Map of life expectancy at birth from Global Education Project.

Monday, September 26, 2011

Priorities . . .

In my last post, I made a jest about spontaneous human combustion as a major public health problem, but a commenter wants me to get real. So here's my basic concept of the public health universe.

In every society, social and economic status is strongly associated with life expectancy, health status, and the prevalence of disability, even where there is universal and equal access to health care. In addition to these disparities within societies, it is now generally held that societies with more inequality tend to have worse population health than societies of comparable aggregate wealth but less inequality. Population health is also strongly affected by environmental conditions such as water and air quality; culturally and economically influenced behaviors such as tobacco and other substance abuse, diet, and physical activity patterns; and social conditions associated with psychological stress and violence.

The World Health Organization tends to view social determinants of health and resulting disparities in terms of inequities among countries, but it is also true that even after controlling for aggregate wealth, countries with less inequality have better health indicators than countries with more inequality. The United States is actually an outlier that contributes powerfully to this association -- in spite of our great wealth, we also have exceptional inequality. In fact, using one simple measure, the ratio of income between the top 10% and the bottom 10%, the U.S. is among the most unequal countries in the world -- we have greater inequality than Nepal, Ghana, Cameroon, Benin, and most of the poor countries. (Burkina Faso, anyone?) The same is true by other measures. (The Wikipedia table lets you sort by various indicators.)

And, we also have much lower life expectancy and higher infant mortality than would be predicted by our relative wealth. In fact our life expectancy at birth in 2007 was about the lowest among the wealthy countries, although obviously we're ahead of places like Ghana on that measure.

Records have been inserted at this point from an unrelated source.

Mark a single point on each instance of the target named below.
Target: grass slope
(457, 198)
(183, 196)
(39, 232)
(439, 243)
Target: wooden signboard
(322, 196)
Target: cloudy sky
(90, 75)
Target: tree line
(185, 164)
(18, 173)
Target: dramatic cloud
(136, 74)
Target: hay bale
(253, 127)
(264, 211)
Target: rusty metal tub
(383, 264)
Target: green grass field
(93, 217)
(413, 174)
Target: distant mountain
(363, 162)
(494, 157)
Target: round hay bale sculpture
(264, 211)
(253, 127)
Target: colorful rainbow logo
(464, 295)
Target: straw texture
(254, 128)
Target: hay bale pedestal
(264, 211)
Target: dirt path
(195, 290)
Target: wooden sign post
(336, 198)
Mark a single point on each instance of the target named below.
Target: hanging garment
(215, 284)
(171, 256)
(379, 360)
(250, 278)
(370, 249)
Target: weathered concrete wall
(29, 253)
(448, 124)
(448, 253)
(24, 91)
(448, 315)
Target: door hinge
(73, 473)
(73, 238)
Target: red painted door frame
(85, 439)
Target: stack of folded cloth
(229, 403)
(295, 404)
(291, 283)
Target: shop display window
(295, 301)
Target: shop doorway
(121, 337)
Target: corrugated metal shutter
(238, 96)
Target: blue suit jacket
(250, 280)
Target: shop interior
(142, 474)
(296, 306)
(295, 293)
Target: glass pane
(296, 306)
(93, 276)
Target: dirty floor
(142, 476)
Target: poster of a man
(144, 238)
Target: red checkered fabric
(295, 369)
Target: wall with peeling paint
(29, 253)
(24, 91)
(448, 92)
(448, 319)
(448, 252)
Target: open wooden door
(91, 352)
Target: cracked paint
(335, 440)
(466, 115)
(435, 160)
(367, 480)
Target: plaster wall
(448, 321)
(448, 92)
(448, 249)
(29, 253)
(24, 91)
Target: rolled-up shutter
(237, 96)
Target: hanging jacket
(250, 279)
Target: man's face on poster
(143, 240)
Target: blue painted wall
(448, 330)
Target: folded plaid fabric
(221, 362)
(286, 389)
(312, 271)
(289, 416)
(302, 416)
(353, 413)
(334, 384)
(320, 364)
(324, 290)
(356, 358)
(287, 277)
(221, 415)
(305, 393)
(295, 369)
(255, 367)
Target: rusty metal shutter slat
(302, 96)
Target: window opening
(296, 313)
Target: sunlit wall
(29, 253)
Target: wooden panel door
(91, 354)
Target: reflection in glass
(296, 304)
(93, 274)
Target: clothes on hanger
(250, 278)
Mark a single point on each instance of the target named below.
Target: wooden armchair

We don't completely understand the mechanisms that link social inequality to poor health. Obviously people in the poor countries are subject to severe malnutrition, contaminated water, and untreated infectious diseases which are unlikely to plague people in the U.S. (although it does happen). But even our poor people generally have clean water and enough to eat, and can get antibiotics if critically needed. Tobacco, obesity, occupational hazards, exposure to air pollution, and other measurable risks (including fire, BTW) are associated with socioeconomic status. We can figure out why these associations exist and work to ameliorate them, but of course it would be even better if everyone was better educated and more financially secure. That would be getting at root causes. And, even after we control for everything we can think of, there is still a residual, and substantial, socioeconomic gradient in health status that we can't really explain.

Basically, it hurts to be at the bottom. More justice means better health. So ultimately, that's my priority.